In this instance, past tense vs. past participle indicates actions that took place in the past, but one is the "present" of the novel and the other is a completed action farther back in the past.

To elucidate:

She closed the book. Her father had given it to her as a gift three months ago. When she had first read it, it had given her goosebumps.

She closed the book is in the present of the story, even if it's being told in past tense. It's what she just did right now.

Three months ago, her father gave her a book. Three months ago (or less), she read the book, and she got goosebumps.

Those actions took place in the distant past, and they were completed. To separate them from the "present-past" of the story's actions, you use the past participle.

Your other example is a little trickier. Let's break it up:

She closed the book.

Present of the story.

Her father gave it to her as a gift three months ago.

This tense doesn't work. Gave in this specific sentence is the present of the story. You need to use had given.

When she first read it, it gave her goosebumps.

This can be parsed as "a continuing action in the past," as opposed to "a completed action in the past." It had given her goosebumps means it happened and it's done. Because you're using When here, it indicates that the actions happened farther back in the past, so you can get away with the "present-past" of she first read it, it gave her goosebumps. She's kind of remembering being back at that moment and reliving it.

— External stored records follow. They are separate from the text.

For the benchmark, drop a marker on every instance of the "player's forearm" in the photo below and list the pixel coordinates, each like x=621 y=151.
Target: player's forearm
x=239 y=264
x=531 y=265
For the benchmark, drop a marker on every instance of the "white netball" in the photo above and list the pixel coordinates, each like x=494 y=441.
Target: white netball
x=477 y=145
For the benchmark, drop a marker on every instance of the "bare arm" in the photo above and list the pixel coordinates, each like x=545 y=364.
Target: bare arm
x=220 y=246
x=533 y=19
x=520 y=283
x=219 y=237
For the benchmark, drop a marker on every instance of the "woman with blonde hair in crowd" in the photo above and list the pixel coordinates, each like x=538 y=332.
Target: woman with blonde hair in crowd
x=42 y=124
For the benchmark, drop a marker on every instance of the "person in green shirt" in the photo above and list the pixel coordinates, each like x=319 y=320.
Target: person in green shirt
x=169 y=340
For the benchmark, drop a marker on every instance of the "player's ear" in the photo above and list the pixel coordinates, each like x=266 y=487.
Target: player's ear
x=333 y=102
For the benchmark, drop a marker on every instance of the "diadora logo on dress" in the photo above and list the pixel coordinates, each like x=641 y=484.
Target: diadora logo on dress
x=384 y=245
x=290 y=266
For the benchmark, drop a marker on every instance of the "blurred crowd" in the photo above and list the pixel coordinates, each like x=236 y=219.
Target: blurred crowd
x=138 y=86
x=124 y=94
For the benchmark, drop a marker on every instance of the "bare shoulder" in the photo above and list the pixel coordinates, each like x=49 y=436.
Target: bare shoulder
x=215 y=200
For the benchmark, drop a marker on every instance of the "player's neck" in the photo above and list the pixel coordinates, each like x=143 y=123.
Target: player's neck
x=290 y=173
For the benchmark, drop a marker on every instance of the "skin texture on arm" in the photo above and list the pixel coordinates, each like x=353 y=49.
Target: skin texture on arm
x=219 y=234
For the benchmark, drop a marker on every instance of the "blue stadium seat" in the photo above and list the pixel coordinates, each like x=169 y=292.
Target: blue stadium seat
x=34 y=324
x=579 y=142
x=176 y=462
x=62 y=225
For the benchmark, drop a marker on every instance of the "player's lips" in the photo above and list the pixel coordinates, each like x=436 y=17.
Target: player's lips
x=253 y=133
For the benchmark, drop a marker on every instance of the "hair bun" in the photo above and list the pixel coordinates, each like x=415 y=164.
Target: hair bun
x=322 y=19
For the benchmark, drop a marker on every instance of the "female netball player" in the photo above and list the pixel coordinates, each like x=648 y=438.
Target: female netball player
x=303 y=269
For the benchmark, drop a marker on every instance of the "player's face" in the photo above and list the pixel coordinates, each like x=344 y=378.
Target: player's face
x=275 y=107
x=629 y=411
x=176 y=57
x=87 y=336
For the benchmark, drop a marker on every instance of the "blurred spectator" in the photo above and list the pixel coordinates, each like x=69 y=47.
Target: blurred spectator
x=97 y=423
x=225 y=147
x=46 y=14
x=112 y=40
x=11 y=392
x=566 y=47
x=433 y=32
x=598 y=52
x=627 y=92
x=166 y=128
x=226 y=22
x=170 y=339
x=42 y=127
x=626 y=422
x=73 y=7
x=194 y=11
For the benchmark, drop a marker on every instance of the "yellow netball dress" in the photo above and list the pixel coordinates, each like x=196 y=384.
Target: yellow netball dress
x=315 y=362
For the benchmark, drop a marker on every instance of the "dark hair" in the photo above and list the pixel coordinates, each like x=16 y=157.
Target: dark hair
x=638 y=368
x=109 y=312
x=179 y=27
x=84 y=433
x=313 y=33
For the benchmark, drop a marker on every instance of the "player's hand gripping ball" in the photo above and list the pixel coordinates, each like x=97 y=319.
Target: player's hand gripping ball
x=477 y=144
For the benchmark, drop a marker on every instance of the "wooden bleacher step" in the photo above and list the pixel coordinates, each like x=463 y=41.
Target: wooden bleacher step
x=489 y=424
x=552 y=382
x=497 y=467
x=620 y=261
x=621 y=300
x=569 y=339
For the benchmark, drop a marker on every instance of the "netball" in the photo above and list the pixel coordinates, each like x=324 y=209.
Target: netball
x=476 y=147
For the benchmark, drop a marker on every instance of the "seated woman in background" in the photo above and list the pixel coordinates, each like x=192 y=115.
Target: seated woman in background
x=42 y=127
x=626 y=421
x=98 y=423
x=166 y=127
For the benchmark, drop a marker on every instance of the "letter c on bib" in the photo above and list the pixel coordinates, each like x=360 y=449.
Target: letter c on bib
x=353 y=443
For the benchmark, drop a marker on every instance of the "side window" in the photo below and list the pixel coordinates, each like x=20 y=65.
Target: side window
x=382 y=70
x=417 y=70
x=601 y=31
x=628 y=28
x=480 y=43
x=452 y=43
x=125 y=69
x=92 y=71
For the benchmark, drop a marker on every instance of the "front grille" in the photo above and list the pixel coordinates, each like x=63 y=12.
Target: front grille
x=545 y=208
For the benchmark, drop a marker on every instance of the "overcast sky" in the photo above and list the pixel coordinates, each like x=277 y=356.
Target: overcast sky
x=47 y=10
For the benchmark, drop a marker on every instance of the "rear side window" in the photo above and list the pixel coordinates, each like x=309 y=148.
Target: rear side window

Try setting your sentences in the present tense as an experiment and see if that makes it clearer:

She turns the final page with a sigh, closes the book, and hugs it to her chest. Her father had given it to her as a gift three months ago. When she had first read it, it had given her goosebumps.

versus:

She turns the final page with a sigh, closes the book, and hugs it to her chest. Her father gave it to her as a gift three months ago. When she first read it, it gave her goosebumps.

No matter what, Her father gave simply doesn't ring right. It has to be Her father had given.